The GMFM-88 was designed and validated as a responsive measure of change over time. An important consideration in the development of the GMFM-66 was that responsiveness should be maintained. This was assessed at the time of development, and Wang and Yang14 have since concluded that the responsiveness of the GMFM-66 is actually superior to that of the GMFM-88. This property makes it particularly useful for measuring the effect of intervention programmes.

Additional advantages of the GMFM-66 over the GMFM-88 include the interval properties of the scale that allow improved interpretability of a total score and change scores, the decreased time needed to administer the 66 items, the ability to obtain a score even when not all of the items are tested, the availability of a computer program for scoring, and the ordering of items according to difficulty on item maps.

As a test of the rigor of the Rasch method, a computer simulation exercise was undertaken to determine the minimum number of items that would be required to obtain a valid estimate of gross motor ability. This exercise is described in the Gross Motor Function Measure User’s Manual11 and by Avery et al.12 The results demonstrate that as few as 13 items can provide an accurate estimate of the GMFM-66 score. On the basis of these findings researchers and clinicians have been eager to test fewer items to reduce even further the time involved for each assessment. There are, however, no guidelines for choosing an appropriate subset of the 66 items.

To provide a systematic method for the selection of items, an algorithmic approach was developed in the present study, in which children are assessed on a series of decision items that guide the therapist to a set of predefined items targeted to the individual child’s ability; once the item set appropriate to the individual’s ability is found, the remaining decision items are recorded as ‘not tested’. The score arrived at through this item-set method will be referred to as the GMFM-66 item set (GMFM-66-IS) score.

The purposes of the present study were to develop this algorithm to enable users to identify the appropriate subset of GMFM-66 items based on a child’s functional ability, and to examine the validity of this method using cross-sectional and longitudinal data.
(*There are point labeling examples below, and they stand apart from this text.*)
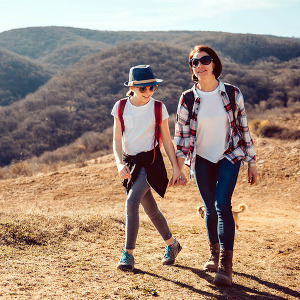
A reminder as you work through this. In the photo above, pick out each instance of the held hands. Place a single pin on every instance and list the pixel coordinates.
(252, 174)
(124, 171)
(178, 178)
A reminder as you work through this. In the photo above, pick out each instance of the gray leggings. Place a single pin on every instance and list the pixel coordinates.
(140, 192)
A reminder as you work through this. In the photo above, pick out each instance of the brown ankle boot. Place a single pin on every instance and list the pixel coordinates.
(213, 261)
(224, 274)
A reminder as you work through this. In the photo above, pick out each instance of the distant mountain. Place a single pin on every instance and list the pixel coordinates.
(87, 70)
(38, 42)
(80, 99)
(56, 48)
(19, 77)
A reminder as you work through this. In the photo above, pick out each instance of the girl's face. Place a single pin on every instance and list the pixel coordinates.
(203, 71)
(143, 93)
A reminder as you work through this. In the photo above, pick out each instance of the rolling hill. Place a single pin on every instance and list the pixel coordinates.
(19, 76)
(89, 67)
We aimed to answer the following questions: can the algorithmic method be used to obtain a valid GMFM-66-IS score for a single assessment; does the GMFM-66-IS score measure change over time in a similar way to the full GMFM-66 score (and do different item sets measure change differently); and can the algorithmic approach be used for children who are assessed with different item sets on different occasions?



Development sample

Data from the first GMFM-66 assessment of 228 adolescents participating in the Adolescent Study of Quality of Life, Movement and Exercise15 were used to develop the algorithmic approach; this sample will be referred to as the development sample. Fifty-four participants were excluded because they had a score of ‘not tested’ on the first decision item, leaving 174 participants in whom the algorithmic approach was piloted. Characteristics of this sample are found in Table I.

Table I.   Characteristics of participants in the development and validation samples
 Development sampleValidation sample
  1. aGross Motor Function Classification System (GMFCS) levels were not measured in one of the studies contributing to the validation sample; however, all children in that study ranged in function from level I to level III. bParticipants who did not complete the first decision item could not be assigned an item set. CP, cerebral palsy.

Sample size, n174227
Type of CP, n
 Spastic bilateral106110
 Spastic unilateral2894
 Not specified30
GMFCS level, n
 Not specifieda055
Item set, n
 Not calculatedb03
Sex, n
 Not specified01
Age, y:mo
 Mean (SD) 14:7 (1:8)  7:0 (4:6)
 Range 12:7–17:8  1:4–13:8

The children were assessed by study therapists who had been trained in the administration and scoring of the GMFM-88. The therapists’ reliability in assessing the GMFM-66 was measured against a criterion video before the study and again near the end of data collection to ensure that they reached and maintained a criterion score of more than 0.80 using a weighted kappa.16

Ethical approval was obtained through the institutional review board of McMaster University; all parents consented, and participants gave assent.

Validation sample

The participants in the development sample were also involved in the Ontario Motor Growth Curves study, which provided data for the Rasch analysis used to develop the GMFM-66. Because the datasets involve the same children, there was concern that any data collected from this sample might overestimate the strength of the relationship between the GMFM-66-IS score and the full GMFM-66 score. Therefore, the GMFM-66-IS was validated using GMFM-88 data sets previously collected by researchers in the Netherlands. This validation sample provides data from three studies involving children with a broad age range from 1 to 13 years; characteristics of this sample are provided in Table I.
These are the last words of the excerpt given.